Financial Markets: complexity, emotion, and humility
1. Markets are complex adaptive systems
Like the economy, markets are living systems. They self-organize, evolve, and sometimes shift dramatically. Small changes in participant behavior, human or machine, can have disproportionate effects. These systems are shaped by path dependencies, irrational dynamics, and emergent properties that defy neat modeling.
Modern portfolio theory, with its elegant assumptions of rationality and normally distributed returns, simply doesn’t capture the reality. Markets are more volatile, less predictable, and prone to extreme drawdowns than standard models suggest.
2. Markets are emotional
From Black Monday in 1987 to the collapse of LTCM (1998), Lehman Brothers (2008), and the COVID panic (2020), history is littered with examples of emotionally driven price movements. Behavioral finance, as advanced by scholars like Robert Shiller and Andrew Lo, has shown us how cognitive biases and collective psychology distort market outcomes.

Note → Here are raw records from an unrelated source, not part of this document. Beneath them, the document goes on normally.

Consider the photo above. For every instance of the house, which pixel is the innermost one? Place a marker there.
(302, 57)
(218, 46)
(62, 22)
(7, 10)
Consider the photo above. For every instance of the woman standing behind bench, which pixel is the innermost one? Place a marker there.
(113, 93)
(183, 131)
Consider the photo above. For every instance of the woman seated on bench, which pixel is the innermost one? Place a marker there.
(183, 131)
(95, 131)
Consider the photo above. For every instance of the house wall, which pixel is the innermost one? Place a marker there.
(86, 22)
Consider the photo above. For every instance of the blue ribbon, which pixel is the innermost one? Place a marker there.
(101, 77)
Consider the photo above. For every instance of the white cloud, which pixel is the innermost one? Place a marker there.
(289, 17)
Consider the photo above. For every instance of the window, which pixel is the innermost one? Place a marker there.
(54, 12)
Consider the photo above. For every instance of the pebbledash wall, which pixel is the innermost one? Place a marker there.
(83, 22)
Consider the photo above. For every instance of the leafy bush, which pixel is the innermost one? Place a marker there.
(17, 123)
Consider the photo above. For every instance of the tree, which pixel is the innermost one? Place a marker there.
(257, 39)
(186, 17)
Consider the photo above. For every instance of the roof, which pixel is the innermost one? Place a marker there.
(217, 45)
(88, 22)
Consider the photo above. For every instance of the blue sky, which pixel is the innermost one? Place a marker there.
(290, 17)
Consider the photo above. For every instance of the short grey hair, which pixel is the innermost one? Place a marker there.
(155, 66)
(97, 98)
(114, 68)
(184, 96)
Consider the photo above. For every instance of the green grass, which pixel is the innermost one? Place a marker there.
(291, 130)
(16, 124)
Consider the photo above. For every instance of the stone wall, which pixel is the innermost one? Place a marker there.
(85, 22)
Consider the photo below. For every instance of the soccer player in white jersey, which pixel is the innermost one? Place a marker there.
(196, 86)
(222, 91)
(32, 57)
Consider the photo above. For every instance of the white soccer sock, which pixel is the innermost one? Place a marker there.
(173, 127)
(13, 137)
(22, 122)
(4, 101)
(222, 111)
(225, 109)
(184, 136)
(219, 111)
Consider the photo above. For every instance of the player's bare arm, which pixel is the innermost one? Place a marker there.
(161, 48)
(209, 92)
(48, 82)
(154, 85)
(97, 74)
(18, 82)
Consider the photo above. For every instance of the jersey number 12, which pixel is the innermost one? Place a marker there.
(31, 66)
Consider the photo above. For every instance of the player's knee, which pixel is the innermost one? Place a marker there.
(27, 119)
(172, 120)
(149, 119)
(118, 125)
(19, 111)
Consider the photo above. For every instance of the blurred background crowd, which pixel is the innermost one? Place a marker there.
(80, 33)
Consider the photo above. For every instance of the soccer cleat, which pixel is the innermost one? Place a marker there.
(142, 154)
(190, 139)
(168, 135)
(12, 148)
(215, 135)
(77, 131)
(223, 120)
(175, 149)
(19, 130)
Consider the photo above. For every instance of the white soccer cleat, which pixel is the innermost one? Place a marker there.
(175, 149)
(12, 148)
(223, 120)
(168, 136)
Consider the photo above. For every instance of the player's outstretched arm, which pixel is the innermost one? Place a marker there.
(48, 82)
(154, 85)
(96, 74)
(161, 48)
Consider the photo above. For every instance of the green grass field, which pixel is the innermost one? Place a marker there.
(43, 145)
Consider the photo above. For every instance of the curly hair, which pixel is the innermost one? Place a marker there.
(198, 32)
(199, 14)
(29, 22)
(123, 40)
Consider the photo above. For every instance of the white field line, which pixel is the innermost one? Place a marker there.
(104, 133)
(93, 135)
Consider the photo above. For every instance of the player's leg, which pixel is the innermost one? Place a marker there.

What’s more, markets and the real economy don’t exist in isolation. They feed off each other. As we saw during emerging market crises in the 1980s–90s and again during the credit and euro crises, financial panic can quickly spiral into economic damage. These feedback loops — part rational, part emotional — make the system even harder to predict.
3. Markets demand humility
Despite all this complexity, financial markets remain fiercely competitive and surprisingly efficient over time. Outsmarting Mr Market isn’t impossible, but it is incredibly hard. It requires Olympic-level discipline in data, analysis, collaboration, and decision-making. And even then, success is fragile.
For investors, the lesson is clear: stay curious, stay adaptable, and stay humble. No one has all the answers. But the best teams keep learning and keep challenging their own assumptions.
People: partnership, team play, and humanity
1. Invest in people like you invest in markets
The true engine of any successful investment organization isn’t just strategy: it’s people. Belief in each other creates momentum. Sharing inspiration and staying open to others’ ingenuity builds trust and sparks breakthroughs. When people combine their passions and strengths, wonders can happen.
2. Teamwork isn’t optional: it’s everything
Outperformance is a team sport. That means aligning not just with colleagues, but with enabling technologies like data science and AI. These tools can augment decision-making in both fundamental and behavioral analysis, helping spot risks, find new insight, and avoid blind spots.
A resilient team needs diversity of thought, mutual respect, and psychological safety. That’s easy to write down, and hard to build. Especially under stress. But the most enduring cultures are forged in crisis. If your team can hold together when the sky falls, you’ve built something exceptional.
3. Stay human
In the end, markets are emotional because people are emotional. We need time to reset. To laugh, move, rest, and be with loved ones. Great investors, like great artists, need space to refresh and reconnect with life.
To navigate a complex, fast-changing world, and to outperform over time, we need curiosity, courage, and a sense of play.
That’s why Steve Jobs’ iconic advice still holds true: “Stay hungry. Stay foolish.”²
These lessons brought me a lot. I hope you all can build on them!